Tuesday, May 14, 2019

MACH.19 - Saguaro Country, Day 16: Transitions

Saguaro Country, Day 16
Transitions
Monday, May 13, 2019

My Gold Wing has a new heart! Yesterday was filled with fruitless attempts to get a battery amid concerns that the electrical charging system may have caused the battery failure.  This morning, I called the local NAPA store in Gila Bend and Chico said he'd call me back. An hour later he did, and was exceedingly happy, genuinely so, to report that he had an AGM battery in stock.  I explained where we were and asked if he could deliver it. "Of course, I'd be happy to bring it to you," he said.

"You seemed surprised to find you had a battery in stock," I say.

"Yes, I was a little surprised, but mostly happy," is his response.  He explains that a lot of motorcycles of all makes travel through "his" little town, and he tries to keep stock for just about every touring model.

I don't quite have the old battery off the bike when he arrives because I didn't recall that you need to take off the seat, or at least loosen it, to get to the battery clamp bolt, so that takes some extra time.  I install the new battery, double-check the connections, and turn the key.

It's like sunshine explodes in my chest!
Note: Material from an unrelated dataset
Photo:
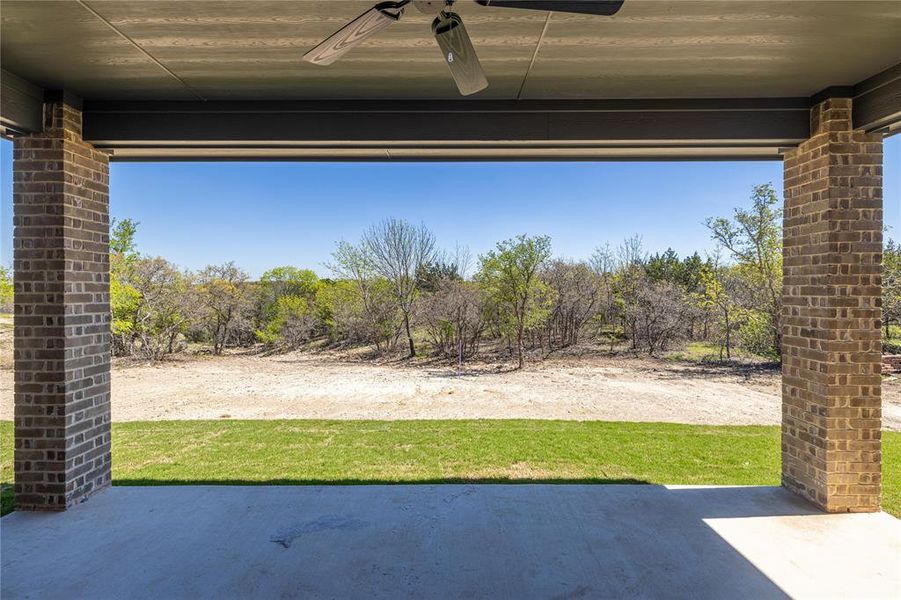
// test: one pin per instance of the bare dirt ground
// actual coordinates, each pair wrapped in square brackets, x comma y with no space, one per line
[328,385]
The familiar whir as the suspension preload activates, all the familiar lights on the dash, the navigation screen booting up, it all seems so perfect.  I press the starter button and Crusader leaps eagerly to life. I button up the seat and side panel and we are ready to load out.

"I think you better take a little break," says Kitty. I'm not sure why, but it was pretty hot out there.  Or it might be she sees my hands shaking with excitement.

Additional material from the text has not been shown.